26 May 2019

The Hobbit – An Unexpected Journey

10 August 2015


The Hobbit – An Unexpected Journey 2012

  • Director: Peter Jackson
  • Based on the novel by J.R.R. Tolkien
  • Cast: Martin Freeman, Ian McKellen, Ian Holm, Elijah Wood, Cate Blanchett, Bret McKenzie (two seconds), Benedict Cumberbatch (voice only)
  • Personal “oh yeah him/her” reaction, i.e. have seen this actor in:
    • Martin Freeman   Fargo, The World’s End, Hot Fuzz, Breaking and Entering, The Hitchhiker’s Guide to the Galaxy, Shaun of the Dead, Love Actually
    • Ian McKellen – Vicious, King Lear, Extras, Lord of the Rings, X-Men, David Copperfield, Richard III, Cold Comfort Farm, Six Degrees of Separation, The Ballad of Little Jo, Macbeth, Othello
    • Ian Holm – The Aviator, Day after Tomorrow, From Hell, eXistenZ, The Fifth Element, A Life Less Ordinary, The Madness of King George, Frankenstein, Kafka, Hamlet, Henry V, Dance with a Stranger, Brazil, Alien, Holocaust, O What a Lovely War
    • Elijah Wood – Lord of the Rings, Bobby, Paris je t’aime, Everything Is Illuminated, Eternal Sunshine of the Spotless Mind, Black and White
    • Cate Blanchett – Robin Hood, The Curious Case of Benjamin Button, I’m Not There, Notes on a Scandal, Babel, Little Fish, The Aviator, The Lord of the Rings Trilogy, Heaven, The Shipping News, The Gift, The Man Who Cried, Elizabeth, Elizabeth the Golden Age
    • Bret McKenzie – The Flight of the Conchords
    • Benedict Cumberbatch –  Tinker Tailor Soldier Spy, Creation, The Other Boleyn Girl, Atonement, Amazing Grace, To Kill a King
  • Why?  It should be seen?
  • Seen:   31 July 2015 

       In the olden days when Tolkien was required reading for hippies I did my duty and ploughed through the books.
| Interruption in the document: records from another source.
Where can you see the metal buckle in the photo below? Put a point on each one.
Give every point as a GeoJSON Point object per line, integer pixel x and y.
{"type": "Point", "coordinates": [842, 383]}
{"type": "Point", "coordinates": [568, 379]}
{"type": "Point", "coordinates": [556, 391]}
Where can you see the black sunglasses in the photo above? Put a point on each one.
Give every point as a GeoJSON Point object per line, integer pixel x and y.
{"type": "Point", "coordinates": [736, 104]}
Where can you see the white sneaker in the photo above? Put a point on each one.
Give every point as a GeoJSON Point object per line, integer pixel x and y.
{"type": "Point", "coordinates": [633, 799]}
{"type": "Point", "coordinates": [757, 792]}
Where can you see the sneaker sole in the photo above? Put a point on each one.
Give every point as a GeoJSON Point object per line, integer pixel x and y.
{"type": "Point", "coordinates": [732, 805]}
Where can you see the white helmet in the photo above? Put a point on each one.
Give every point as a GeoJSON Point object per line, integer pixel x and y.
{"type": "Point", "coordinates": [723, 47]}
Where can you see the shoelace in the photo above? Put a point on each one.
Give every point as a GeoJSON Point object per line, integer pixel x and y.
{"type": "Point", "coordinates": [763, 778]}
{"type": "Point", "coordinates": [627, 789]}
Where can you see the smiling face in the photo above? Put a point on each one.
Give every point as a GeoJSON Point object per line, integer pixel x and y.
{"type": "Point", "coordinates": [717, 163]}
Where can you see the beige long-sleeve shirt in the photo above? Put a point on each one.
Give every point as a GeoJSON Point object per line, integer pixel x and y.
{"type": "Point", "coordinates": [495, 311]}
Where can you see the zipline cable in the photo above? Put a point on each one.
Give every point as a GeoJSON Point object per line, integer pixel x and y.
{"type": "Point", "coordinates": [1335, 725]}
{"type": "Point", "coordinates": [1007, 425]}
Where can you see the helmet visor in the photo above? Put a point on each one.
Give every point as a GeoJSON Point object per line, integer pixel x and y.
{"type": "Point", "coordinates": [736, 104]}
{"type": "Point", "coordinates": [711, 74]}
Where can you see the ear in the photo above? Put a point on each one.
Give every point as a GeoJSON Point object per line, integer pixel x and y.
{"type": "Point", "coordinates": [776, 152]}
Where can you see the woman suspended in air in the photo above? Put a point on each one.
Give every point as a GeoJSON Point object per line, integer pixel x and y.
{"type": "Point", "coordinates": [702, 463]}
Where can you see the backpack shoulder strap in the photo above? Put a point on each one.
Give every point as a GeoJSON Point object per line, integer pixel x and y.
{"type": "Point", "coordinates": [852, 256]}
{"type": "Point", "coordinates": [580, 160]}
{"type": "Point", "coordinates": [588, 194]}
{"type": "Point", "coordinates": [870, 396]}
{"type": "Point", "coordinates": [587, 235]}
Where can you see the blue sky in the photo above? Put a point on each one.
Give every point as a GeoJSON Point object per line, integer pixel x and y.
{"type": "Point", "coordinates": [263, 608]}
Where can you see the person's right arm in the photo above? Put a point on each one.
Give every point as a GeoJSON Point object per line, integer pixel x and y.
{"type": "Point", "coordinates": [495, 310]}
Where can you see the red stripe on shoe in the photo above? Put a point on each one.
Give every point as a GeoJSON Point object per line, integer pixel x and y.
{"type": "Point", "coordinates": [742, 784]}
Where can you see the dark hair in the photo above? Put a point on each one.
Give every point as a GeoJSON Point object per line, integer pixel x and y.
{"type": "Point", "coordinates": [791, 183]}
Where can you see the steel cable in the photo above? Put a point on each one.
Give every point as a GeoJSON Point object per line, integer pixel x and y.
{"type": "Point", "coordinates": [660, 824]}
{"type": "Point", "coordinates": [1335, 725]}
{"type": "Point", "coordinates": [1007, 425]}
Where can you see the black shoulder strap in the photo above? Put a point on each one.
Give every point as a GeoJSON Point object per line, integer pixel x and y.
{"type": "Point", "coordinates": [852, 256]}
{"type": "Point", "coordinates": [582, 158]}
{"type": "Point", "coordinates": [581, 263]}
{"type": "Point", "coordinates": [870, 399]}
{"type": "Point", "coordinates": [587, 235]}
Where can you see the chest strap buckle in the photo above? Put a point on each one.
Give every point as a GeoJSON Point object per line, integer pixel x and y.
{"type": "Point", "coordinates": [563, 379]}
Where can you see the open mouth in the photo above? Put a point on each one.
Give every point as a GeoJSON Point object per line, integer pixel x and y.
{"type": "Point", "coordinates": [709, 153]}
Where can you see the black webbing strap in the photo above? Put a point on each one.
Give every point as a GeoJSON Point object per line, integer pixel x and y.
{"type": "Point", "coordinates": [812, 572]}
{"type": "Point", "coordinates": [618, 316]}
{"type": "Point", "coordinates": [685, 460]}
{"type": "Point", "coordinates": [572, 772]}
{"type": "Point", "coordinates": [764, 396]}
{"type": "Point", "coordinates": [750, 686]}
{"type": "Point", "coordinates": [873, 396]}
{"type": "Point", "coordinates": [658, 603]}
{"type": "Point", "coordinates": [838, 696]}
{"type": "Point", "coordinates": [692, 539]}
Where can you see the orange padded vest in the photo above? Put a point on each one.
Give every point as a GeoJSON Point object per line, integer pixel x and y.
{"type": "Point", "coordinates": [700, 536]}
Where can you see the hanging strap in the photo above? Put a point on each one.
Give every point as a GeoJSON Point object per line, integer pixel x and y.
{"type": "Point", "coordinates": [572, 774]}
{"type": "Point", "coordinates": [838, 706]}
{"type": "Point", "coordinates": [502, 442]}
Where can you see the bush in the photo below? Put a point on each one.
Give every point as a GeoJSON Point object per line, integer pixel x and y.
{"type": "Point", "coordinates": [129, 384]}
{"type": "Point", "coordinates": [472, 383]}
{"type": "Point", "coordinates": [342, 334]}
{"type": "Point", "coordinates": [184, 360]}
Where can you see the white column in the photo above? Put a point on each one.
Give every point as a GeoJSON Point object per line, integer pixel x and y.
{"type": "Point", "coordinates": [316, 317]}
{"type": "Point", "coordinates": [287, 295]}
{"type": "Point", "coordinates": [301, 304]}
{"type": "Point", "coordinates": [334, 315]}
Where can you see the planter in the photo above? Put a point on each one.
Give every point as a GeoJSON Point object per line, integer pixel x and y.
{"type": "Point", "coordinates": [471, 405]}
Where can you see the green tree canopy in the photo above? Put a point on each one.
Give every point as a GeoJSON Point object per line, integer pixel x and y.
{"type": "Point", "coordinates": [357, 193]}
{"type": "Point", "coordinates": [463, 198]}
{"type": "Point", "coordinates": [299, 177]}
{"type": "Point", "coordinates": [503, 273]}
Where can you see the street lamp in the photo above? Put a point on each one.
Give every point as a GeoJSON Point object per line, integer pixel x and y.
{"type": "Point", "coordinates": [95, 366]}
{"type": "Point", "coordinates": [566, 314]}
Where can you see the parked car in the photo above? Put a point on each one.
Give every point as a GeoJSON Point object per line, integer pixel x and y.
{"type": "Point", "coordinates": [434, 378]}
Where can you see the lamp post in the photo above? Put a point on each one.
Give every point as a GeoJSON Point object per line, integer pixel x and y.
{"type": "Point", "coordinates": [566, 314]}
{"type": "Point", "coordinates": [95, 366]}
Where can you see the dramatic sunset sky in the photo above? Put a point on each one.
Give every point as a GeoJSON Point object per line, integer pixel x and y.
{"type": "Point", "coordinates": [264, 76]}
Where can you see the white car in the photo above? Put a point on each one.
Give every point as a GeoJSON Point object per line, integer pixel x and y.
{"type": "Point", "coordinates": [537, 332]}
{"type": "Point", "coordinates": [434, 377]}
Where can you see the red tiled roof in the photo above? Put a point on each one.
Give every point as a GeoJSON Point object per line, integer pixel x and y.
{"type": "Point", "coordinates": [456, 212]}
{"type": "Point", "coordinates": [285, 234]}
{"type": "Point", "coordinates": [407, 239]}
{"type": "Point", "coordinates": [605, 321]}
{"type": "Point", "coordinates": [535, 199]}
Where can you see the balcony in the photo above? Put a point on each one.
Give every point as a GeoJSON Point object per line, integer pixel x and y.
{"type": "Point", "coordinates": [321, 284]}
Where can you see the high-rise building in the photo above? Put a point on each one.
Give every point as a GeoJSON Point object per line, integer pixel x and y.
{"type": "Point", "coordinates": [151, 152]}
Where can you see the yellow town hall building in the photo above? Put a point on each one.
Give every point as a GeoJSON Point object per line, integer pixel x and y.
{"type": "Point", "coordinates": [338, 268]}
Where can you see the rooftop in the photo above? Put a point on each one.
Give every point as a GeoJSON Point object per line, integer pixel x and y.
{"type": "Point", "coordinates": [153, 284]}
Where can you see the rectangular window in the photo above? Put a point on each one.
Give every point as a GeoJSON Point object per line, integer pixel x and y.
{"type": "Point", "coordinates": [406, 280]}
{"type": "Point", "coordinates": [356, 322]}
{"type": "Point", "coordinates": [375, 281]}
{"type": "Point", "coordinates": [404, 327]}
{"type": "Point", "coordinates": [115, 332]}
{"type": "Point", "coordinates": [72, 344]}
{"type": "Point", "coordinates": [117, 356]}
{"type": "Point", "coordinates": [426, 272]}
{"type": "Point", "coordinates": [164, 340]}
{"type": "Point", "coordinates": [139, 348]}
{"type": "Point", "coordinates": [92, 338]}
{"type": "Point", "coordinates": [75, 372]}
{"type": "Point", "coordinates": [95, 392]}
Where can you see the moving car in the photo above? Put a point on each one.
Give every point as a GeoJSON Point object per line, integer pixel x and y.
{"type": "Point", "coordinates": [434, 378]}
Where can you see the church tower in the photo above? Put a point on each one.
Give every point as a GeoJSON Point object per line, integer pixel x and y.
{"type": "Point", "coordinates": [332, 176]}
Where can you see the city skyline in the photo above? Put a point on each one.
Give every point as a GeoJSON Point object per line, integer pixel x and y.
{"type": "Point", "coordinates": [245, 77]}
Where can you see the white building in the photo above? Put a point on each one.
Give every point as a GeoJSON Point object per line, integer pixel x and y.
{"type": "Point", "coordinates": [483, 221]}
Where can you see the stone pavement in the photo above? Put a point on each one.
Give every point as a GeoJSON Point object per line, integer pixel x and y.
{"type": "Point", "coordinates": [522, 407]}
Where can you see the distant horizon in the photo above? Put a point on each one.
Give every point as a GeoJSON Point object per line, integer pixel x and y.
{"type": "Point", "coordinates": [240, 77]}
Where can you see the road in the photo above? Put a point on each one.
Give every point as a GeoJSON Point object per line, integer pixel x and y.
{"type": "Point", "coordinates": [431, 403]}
But I wasn’t a very good hippie and I wasn’t impressed.
       Decades later I gave the film The Lord of the Rings-trilogy a try. They were OK, I guess.
       So why start the whole thing now? Well, we’re done with the Batman films….
       And it’s a fantastic cast.
       Bilbo is remarkably like Lester Nygaard in Fargo. That’s fun.
       Otherwise it’s all a bunch of men setting off on a quest for honour and recovering their kingdom. Or something. A boring, actually distasteful concept, but the Hobbit house is very cool and Bilbo is very appealing.
       Heroes and kings with long beards, big noses, furs and fuzzy horses in magnificent landscapes fight the evil Orcs. There are some wizards, a bit of humour, great bloody battles, cute little hedgehogs, clever sets and props and trolls who speak Cockney.
       It really is terribly long. And not terribly interesting.  I certainly don’t begrudge McKellan and Freeman fame and fortune but they should stick toVicious and Shakespeare and Fargo and Sherlock.
       Finally. At one hour and twenty-seven minutes a woman appears. Playing a harp. Then another one, playing a flute. And then a few minutes of the Elf Queen in the form of Cate Blanchett. Not that she gets to do much. It’s a very male film.
       The stone giants are a bit cool. As is Gallum. So it has its moments. Not nearly enough though.